The rewriters are receiving paychecks without even giving the original source a courtesy citation. In those publications, there is the constant contradiction of presenting Indians as criminals on the front page and then romanticizing Indians in the features sections. In both cases, the real work of the original writers seldom receives credit.

Recently Censored News received a request that could be summed up this way: "Tell me everything you know about this issue. I want to sell it, as an article to New York Times, and make money off of it."

Censored News routinely receives requests from book authors and television reporters that is summed up this way: "I'm coming out to Tucson and want to make lots of money off of the stories of people at the border. I'm not going to pay them anything, not even their gas money or buy them a cup of coffee, but I expect Tohono O'odham to show up in Tucson and let me profiteer from the abuse they endure from the US Border Patrol. I also want to profiteer from O'odhams' life stories. They need to tell me everything they know. No, I'm not willing to spend any time there. I'm flying in, and getting out fast."

As for the print reporters, few ever even bother to show up.

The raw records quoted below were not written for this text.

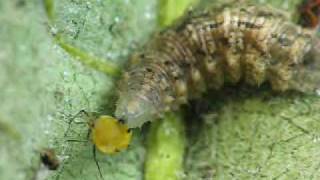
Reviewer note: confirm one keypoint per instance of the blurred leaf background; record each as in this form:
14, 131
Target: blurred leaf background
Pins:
248, 134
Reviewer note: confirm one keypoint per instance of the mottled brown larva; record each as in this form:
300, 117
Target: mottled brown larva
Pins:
208, 48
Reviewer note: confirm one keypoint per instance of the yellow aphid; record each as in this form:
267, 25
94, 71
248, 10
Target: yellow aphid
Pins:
109, 135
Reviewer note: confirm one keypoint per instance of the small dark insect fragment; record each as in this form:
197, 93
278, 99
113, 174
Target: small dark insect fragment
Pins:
49, 159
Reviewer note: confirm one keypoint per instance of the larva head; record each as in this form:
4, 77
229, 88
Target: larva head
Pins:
139, 97
135, 109
109, 135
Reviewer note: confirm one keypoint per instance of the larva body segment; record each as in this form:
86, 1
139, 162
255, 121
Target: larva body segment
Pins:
207, 49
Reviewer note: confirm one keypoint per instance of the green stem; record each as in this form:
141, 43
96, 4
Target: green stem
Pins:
166, 144
99, 64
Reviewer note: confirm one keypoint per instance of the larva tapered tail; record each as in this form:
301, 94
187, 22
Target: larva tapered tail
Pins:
207, 49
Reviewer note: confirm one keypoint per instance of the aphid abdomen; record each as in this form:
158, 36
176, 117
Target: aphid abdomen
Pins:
207, 50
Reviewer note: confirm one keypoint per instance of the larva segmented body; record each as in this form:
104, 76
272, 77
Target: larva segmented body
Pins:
207, 49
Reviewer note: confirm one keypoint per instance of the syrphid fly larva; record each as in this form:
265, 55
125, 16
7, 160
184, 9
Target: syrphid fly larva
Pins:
210, 47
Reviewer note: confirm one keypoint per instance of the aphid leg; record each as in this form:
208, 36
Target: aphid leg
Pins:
71, 120
94, 151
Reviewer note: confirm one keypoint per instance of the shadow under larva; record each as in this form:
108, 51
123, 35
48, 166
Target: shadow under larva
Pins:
209, 48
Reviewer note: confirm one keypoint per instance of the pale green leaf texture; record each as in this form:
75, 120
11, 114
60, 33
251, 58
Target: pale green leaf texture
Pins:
246, 135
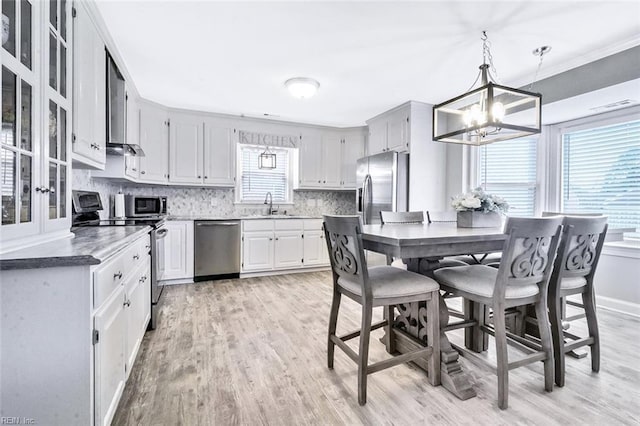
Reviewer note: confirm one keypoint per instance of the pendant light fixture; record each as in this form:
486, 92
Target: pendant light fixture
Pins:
489, 113
267, 160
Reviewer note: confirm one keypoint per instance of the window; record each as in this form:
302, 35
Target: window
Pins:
508, 169
254, 183
601, 172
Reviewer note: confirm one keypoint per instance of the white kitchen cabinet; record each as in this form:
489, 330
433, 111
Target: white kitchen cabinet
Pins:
186, 143
288, 249
138, 311
110, 326
391, 130
178, 255
89, 92
154, 140
257, 251
219, 155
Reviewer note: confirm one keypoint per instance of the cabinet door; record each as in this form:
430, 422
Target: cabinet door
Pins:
257, 251
310, 170
138, 311
185, 149
288, 250
109, 352
178, 254
398, 129
219, 155
352, 150
154, 166
89, 106
377, 137
331, 160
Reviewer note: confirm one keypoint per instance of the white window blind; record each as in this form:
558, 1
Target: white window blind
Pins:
508, 169
256, 182
601, 173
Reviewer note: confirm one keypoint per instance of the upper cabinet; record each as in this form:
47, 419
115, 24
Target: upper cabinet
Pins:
89, 96
328, 159
154, 140
393, 130
35, 139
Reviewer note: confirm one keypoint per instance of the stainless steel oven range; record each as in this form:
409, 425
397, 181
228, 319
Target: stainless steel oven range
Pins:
87, 204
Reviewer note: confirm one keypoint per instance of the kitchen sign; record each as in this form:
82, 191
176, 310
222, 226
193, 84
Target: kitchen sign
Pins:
265, 139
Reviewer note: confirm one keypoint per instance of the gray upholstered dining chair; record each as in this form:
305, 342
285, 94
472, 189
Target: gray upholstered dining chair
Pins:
522, 279
573, 272
407, 218
371, 287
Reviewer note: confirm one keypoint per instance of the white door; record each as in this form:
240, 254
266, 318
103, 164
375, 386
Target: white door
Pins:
138, 311
331, 162
154, 166
310, 173
377, 137
288, 250
352, 150
257, 251
110, 323
219, 155
178, 259
185, 149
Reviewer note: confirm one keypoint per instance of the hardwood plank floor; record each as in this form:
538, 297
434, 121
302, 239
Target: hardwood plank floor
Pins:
253, 351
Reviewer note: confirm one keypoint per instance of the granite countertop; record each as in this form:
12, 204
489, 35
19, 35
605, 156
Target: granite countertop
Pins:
90, 246
251, 217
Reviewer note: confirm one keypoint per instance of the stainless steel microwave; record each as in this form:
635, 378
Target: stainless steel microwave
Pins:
141, 205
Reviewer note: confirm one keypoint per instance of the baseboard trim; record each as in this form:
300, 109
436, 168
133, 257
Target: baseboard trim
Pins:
619, 306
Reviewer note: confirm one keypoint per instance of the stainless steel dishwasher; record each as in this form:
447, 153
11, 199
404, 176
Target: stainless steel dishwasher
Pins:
217, 249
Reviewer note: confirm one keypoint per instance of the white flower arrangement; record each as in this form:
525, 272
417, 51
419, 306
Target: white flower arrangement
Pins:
478, 200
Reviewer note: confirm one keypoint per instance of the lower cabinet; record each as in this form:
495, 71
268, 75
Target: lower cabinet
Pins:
178, 251
282, 244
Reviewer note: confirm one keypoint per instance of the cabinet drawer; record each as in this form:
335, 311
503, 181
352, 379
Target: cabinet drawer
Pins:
107, 278
313, 224
288, 225
136, 254
258, 225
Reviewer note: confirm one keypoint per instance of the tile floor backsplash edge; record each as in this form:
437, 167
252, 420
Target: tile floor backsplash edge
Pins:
219, 202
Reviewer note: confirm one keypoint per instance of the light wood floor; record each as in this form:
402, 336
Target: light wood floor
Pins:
253, 351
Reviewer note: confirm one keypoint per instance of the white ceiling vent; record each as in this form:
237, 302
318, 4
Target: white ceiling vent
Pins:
614, 105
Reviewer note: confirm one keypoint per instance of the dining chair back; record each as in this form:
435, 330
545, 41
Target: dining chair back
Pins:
573, 273
377, 286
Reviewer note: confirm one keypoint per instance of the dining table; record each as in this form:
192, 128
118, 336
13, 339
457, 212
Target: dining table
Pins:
421, 247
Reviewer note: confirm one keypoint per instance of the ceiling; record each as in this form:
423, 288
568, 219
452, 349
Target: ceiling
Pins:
233, 57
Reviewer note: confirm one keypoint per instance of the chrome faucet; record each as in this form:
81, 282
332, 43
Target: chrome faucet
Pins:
269, 197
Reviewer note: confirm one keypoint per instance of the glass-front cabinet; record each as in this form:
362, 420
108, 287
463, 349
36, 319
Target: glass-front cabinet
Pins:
34, 141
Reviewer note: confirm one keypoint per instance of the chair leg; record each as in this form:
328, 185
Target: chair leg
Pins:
391, 339
433, 338
333, 321
546, 342
502, 369
363, 353
588, 300
557, 337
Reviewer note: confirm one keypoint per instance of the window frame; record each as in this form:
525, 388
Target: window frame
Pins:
292, 158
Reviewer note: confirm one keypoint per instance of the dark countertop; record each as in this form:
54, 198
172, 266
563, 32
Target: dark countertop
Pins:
90, 246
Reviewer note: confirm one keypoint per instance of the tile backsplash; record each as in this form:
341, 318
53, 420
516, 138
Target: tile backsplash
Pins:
218, 202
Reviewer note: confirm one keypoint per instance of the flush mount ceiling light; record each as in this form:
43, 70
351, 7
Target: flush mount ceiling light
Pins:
302, 87
489, 113
267, 160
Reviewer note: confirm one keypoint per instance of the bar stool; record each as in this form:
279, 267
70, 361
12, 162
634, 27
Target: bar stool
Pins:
370, 287
522, 279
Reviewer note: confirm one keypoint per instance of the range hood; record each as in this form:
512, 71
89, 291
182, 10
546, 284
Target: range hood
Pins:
117, 113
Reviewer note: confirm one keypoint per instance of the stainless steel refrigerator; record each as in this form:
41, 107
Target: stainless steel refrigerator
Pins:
383, 185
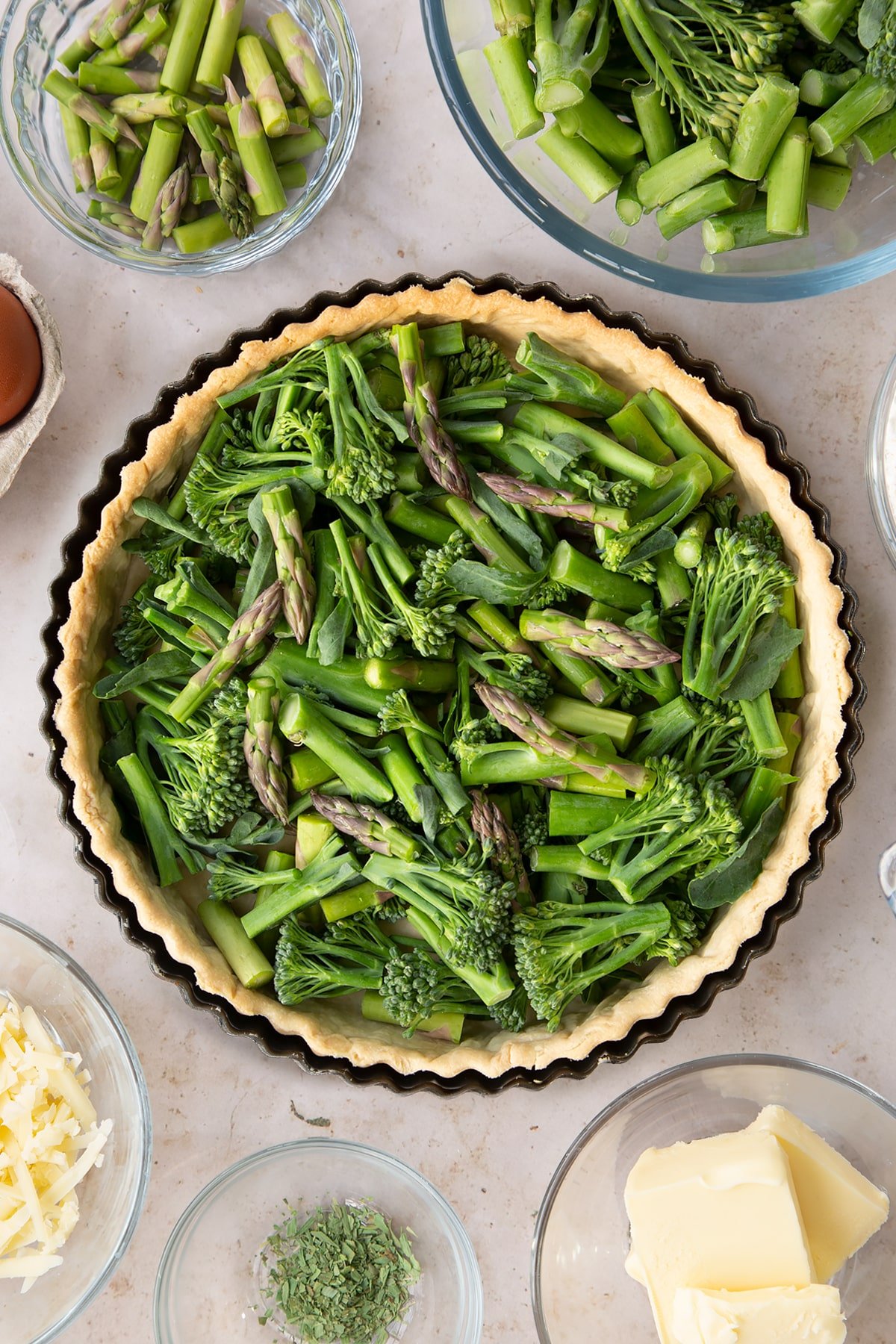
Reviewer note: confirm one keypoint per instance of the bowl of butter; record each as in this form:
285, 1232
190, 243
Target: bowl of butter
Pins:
742, 1199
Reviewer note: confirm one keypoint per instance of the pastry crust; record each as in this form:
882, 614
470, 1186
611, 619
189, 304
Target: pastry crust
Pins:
335, 1027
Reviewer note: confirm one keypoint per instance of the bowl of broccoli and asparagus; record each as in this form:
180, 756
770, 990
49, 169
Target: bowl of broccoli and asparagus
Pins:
190, 137
454, 683
711, 148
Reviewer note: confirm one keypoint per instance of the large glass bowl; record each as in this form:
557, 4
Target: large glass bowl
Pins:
230, 1219
579, 1285
844, 248
111, 1196
31, 132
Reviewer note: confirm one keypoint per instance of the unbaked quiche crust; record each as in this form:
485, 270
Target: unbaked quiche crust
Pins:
335, 1028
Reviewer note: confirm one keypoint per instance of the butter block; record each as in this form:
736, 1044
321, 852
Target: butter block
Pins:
715, 1214
841, 1210
770, 1316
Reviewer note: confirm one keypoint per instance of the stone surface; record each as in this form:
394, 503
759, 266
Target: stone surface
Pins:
415, 199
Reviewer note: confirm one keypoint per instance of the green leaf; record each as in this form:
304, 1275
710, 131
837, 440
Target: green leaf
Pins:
738, 873
334, 632
492, 584
768, 650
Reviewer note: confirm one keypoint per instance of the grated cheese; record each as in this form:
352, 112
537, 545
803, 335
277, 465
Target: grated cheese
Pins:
49, 1142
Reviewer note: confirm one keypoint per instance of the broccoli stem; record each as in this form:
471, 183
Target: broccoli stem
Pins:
585, 719
582, 815
822, 89
824, 18
575, 158
672, 428
655, 122
583, 675
692, 538
788, 181
685, 168
343, 680
699, 203
617, 141
307, 771
547, 423
673, 584
763, 120
304, 724
635, 430
829, 184
586, 576
628, 203
567, 858
352, 900
447, 1024
245, 959
420, 520
790, 679
514, 84
868, 99
410, 675
762, 725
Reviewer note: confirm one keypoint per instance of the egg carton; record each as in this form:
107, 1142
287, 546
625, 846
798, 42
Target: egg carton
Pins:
18, 437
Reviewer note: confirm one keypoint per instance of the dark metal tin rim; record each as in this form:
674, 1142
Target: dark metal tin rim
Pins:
293, 1048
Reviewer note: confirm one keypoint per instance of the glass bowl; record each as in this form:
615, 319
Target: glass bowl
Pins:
230, 1219
880, 460
844, 248
112, 1196
33, 139
579, 1285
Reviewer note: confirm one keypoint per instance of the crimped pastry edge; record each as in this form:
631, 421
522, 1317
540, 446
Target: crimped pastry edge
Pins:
334, 1028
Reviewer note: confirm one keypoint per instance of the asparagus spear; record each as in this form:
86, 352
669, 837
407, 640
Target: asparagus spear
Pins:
264, 184
293, 559
264, 749
615, 644
262, 85
167, 208
220, 42
77, 134
370, 827
247, 632
297, 53
186, 40
422, 416
225, 176
102, 156
148, 30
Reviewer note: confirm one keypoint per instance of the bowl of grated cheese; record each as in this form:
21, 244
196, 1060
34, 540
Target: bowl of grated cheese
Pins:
75, 1139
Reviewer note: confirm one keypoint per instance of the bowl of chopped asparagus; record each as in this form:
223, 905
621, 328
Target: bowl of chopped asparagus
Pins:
187, 139
454, 679
712, 149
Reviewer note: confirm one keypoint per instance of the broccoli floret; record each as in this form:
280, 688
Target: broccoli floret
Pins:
352, 954
563, 951
739, 582
679, 826
134, 636
719, 745
200, 766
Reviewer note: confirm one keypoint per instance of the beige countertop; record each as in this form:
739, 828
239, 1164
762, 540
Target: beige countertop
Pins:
415, 199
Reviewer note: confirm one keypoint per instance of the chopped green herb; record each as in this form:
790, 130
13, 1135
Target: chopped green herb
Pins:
341, 1275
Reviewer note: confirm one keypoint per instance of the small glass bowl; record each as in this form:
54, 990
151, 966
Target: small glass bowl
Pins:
880, 461
845, 246
33, 139
230, 1219
111, 1196
579, 1285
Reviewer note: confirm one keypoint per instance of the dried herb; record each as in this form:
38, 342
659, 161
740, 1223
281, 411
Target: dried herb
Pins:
340, 1275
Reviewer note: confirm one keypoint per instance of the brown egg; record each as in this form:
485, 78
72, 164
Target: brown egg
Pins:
20, 362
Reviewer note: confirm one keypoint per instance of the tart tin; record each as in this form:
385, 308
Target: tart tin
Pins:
294, 1048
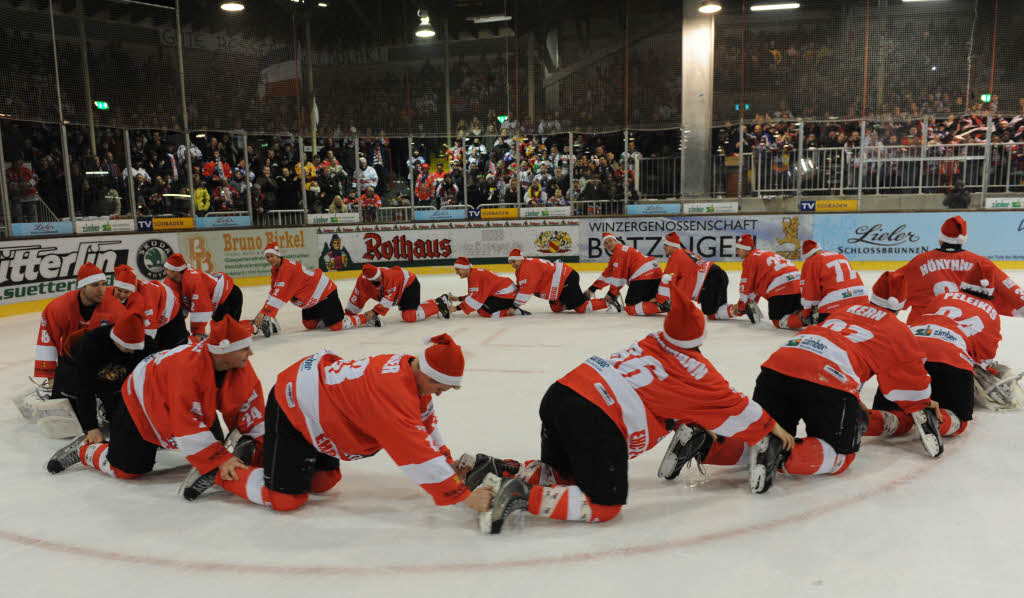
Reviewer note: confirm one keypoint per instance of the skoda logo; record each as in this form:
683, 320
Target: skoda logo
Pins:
151, 257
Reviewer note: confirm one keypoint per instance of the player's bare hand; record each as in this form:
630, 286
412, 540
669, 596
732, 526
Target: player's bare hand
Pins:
93, 436
785, 437
479, 500
229, 467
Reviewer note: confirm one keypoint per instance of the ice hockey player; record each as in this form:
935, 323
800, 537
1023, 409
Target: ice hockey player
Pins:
205, 297
605, 412
772, 276
940, 270
310, 290
165, 319
103, 358
816, 377
828, 284
711, 282
957, 333
171, 400
555, 282
390, 287
489, 295
325, 409
628, 266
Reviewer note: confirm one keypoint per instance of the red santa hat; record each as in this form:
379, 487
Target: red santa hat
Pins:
809, 248
371, 272
979, 281
175, 262
684, 327
442, 360
89, 273
228, 335
124, 278
953, 231
745, 242
129, 332
890, 291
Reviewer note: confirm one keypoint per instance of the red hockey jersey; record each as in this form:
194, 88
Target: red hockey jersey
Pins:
292, 282
627, 265
62, 317
829, 283
483, 284
201, 294
686, 264
643, 386
173, 398
393, 282
937, 271
958, 330
540, 278
162, 304
853, 344
352, 409
767, 274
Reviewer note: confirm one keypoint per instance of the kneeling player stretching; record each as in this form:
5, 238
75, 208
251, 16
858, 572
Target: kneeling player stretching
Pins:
310, 290
605, 412
956, 332
326, 409
816, 377
171, 400
390, 287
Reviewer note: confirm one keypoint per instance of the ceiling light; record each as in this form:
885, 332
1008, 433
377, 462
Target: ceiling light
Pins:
489, 18
710, 7
781, 6
424, 30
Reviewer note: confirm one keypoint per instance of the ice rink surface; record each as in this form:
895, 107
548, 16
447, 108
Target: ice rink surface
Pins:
896, 523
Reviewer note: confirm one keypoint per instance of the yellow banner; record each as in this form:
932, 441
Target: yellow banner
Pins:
173, 223
493, 213
836, 206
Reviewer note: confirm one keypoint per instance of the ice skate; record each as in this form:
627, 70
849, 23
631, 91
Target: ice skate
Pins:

Read Ecoffey's column online, "Native Sun News is a Forum for Native Writers:" http://indianz.com/News/2013/009476.asp

Thank you to the online Rez Rats for their message to Censored News about Ecoffey's work. Rez Rats sums up Ecoffey's column on Instant Indians this way: "How those who are Indian on paper -- the ones who do not have an understanding of how an issue will play out and will not feel the impact of policy choices -- hijack the conversation."

Finally, thank you to all of you who show up and be present when it is most important. Thank you also those of you who write from your own genuine life experiences.

Brenda Norrell has been a news reporter in Indian country for 31 years. During the 18 years that she lived on the Navajo Nation, she was a reporter for Navajo Times, and a stringer for AP and USA Today. After serving as a longtime staff reporter for Indian Country Today, she was repeatedly censored, then terminated. She began Censored News as a result. It is now in its 7th year, with no advertising.